Trump uses’ renovation door ‘to pressure Powell, Federal Reserve urgently refutes rumors!
- July 14, 2025
- Posted by: Macro Global Markets
- Category: News
On July 13th local time, US President Trump once again publicly demanded the resignation of Federal Reserve Chairman Powell, citing a $700 million overspend on the renovation project of the Federal Reserve headquarters, and hinted that he would dismiss him through legal means. This event, known as the “renovation door” by the market, has caused a global financial market shock. The Federal Reserve issued a statement overnight clarifying that the renovation project is a necessary maintenance and has nothing to do with policy. The spot gold price rose to $3372.49 per ounce in the Asian session on July 14th and then fell back, eventually rebounding to around $3370. Market risk aversion and policy games intertwined, and short-term fluctuations in gold intensified.

1、 Trump launches attack through ‘renovation door’, testing the independence of the Federal Reserve
The core basis for the Trump team’s attack this time is that the cost of the Federal Reserve headquarters renovation project has skyrocketed from the initial $1.8 billion to $2.5 billion. White House Office of Management and Budget Director Russell Waters accused Powell of “concealing luxury facility configurations” in congressional testimony, including rooftop gardens, VIP elevators, etc. White House economic advisor Hassett also claimed that if the Federal Reserve cannot reasonably explain the overspending issue, the President has the right to dismiss Powell on the grounds of “mismanagement”. This accusation is seen by public opinion as Trump’s latest attempt to intervene in the Federal Reserve through legal means, following pressure to cut interest rates.
Legally speaking, according to the 1935 Federal Reserve Act, the President can only dismiss the Chairman of the Federal Reserve on “justifiable grounds” such as “inefficiency, dereliction of duty, or dereliction of duty,” and policy differences do not constitute a legal basis.
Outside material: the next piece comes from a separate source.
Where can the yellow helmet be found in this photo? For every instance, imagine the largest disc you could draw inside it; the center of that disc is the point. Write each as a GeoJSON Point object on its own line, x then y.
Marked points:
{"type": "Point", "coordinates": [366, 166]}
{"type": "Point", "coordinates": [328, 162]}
However, the Trump administration is pushing for the Supreme Court to reconsider the “Humphrey Executor” case, attempting to overturn the 1935 precedent and expand presidential power. If the Supreme Court rules that the President may dismiss Federal Reserve officials due to policy differences, it will completely shake the foundation of the Fed’s independence and trigger a global crisis of trust in the credibility of the US dollar.
2、 The Federal Reserve urgently refutes rumors and emphasizes that the renovation is necessary for maintenance
In response to the White House’s allegations, the Federal Reserve issued a detailed statement in the early hours of July 14th, explaining that the increase in renovation costs was mainly due to structural hazards in buildings from the 1930s

Pollution control: The underground soil of the building contains high concentrations of asbestos and heavy metals, and the cleaning cost far exceeds expectations;
Waterproof engineering: Ground leakage caused by rising groundwater level requires comprehensive reinforcement;
Security upgrade: The old circuit system poses a fire risk and needs to be replaced as a whole.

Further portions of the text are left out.